Airline stocks have soared as they became individual-investor favorites, even as traffic remained light at airports including New Jersey’s Newark Liberty Airport.
Photo: Angus Mordant/Bloomberg NewsFrom a high enough vantage point, this year’s move from boom to bust to boom looks much like a normal market response to an outside shock, only far faster. But examine it more closely and it becomes clear that the winners and losers have been twisted by the extraordinary power of money from central banks and governments.
Working through the super-quick bull market that will, all going well, mark its third month on Tuesday helps create a framework for thinking about how these powerful forces will develop. One conclusion: The most likely place for a bubble isn’t the beaten-up stocks day traders are punting on, but the big safe companies that have decent earnings even when economic growth is weak.
The S&P 500’s behavior has been “incredibly similar” to the average bear market caused by an outside event such as a war over the past two centuries, says Peter Oppenheimer, Goldman Sachs’s chief global equity strategist. In his new book, “The Long Good Buy,” he says the average event-driven bear market is shorter and has a smaller fall than bears triggered by ordinary economic cycles or structural declines, and has a faster recovery. Still, no other bear market has rebounded back into a bull market in only three days, which is all the S&P took to rise 20% from its March 23 intraday low.
“The thing that really differentiates [this cycle] is the policy response, which has been unprecedented,” he said.
Look under the surface of the bull run and the influences of stimulus from the Federal Reserve and the government becomes clear.
After an initial bounce in everything, investors concluded that we were having a repeat of the past decade. Easy money justified higher valuations, but only for stocks that could cope with a weak economy.
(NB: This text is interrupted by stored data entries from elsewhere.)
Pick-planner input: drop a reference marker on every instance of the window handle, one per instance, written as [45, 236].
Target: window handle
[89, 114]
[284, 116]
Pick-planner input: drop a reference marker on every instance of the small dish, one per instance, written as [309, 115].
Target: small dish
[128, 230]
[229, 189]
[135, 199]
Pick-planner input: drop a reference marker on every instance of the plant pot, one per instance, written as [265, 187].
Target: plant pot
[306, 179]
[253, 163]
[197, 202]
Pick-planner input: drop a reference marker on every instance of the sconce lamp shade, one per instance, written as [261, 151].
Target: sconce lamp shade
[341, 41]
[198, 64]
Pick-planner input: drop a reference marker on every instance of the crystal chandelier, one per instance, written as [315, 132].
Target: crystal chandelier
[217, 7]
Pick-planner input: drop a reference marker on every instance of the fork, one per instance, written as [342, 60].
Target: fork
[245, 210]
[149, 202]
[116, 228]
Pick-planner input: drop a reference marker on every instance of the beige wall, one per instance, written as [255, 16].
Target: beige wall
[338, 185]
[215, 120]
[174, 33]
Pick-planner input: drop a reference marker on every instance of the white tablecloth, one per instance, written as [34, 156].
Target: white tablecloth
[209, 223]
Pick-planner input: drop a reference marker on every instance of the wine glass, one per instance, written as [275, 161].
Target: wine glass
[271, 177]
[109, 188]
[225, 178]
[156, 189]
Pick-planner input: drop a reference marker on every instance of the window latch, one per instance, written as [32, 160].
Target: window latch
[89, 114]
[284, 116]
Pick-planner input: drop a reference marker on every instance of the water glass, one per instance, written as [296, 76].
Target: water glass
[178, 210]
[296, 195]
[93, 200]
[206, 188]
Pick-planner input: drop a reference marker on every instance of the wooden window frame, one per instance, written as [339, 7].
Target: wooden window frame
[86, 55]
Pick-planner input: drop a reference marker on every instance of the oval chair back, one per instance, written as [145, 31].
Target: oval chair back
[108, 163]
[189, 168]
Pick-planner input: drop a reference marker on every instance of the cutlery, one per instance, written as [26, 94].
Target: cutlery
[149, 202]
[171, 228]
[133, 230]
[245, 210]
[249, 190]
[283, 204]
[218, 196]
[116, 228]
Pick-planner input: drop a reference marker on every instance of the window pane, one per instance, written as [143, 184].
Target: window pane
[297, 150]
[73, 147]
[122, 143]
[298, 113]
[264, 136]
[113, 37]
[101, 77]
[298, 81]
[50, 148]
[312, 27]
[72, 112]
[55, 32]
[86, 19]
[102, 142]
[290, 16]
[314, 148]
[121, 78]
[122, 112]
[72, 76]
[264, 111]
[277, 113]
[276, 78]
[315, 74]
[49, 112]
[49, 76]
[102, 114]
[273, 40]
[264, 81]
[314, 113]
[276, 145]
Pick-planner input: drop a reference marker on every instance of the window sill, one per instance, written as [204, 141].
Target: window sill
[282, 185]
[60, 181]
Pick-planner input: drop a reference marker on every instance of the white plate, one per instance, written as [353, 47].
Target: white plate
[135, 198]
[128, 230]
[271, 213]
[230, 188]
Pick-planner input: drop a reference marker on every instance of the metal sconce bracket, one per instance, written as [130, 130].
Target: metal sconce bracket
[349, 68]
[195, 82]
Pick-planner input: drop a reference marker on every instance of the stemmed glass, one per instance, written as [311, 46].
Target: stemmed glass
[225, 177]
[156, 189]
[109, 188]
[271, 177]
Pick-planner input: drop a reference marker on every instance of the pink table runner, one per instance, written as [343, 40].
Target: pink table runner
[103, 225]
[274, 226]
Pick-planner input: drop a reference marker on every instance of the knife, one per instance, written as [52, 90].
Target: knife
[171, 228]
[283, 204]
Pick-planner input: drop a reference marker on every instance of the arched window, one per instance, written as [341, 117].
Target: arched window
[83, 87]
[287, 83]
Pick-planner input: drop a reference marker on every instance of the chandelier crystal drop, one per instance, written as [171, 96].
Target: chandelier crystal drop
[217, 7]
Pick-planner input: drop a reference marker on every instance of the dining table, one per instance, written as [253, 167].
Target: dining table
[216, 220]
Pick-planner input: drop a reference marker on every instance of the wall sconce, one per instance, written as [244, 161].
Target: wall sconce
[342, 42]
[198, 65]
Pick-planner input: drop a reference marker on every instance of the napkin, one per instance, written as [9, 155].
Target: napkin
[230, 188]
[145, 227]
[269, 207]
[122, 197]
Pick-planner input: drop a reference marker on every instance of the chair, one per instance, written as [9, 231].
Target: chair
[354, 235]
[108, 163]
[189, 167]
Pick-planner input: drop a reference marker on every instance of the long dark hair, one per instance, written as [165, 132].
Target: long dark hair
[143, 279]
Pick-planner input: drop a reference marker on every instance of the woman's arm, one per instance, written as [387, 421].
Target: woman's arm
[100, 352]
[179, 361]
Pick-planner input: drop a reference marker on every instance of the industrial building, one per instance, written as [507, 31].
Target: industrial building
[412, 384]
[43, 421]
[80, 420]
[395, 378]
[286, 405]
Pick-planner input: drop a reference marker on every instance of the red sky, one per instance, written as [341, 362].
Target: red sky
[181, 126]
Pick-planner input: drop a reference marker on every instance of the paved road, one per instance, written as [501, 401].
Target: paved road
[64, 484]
Investors went for safety and growth, with producers of staples such as tobacco, canned goods and fizzy drinks beating the market in the first week of the recovery. Utilities and real estate led the way up as bond yields stayed stubbornly low.
During April and May, government stimulus arrived, and it became clear the stimulus would support an economic recovery. Cyclical stocks, which rise and fall along with the economy, finally took the lead and this month briefly jumped as optimism about jobs reappeared.
Take it as a given that the Fed and other central banks will step in again if the recovery starts to fade, and three plausible outcomes can be set out.
The bubble scenario is that growth stutters but the sheer force of stimulus keeps pushing up asset prices. Bond yields stay low, cyclical stocks are a no-go zone and investors pile into safety and innovative growth.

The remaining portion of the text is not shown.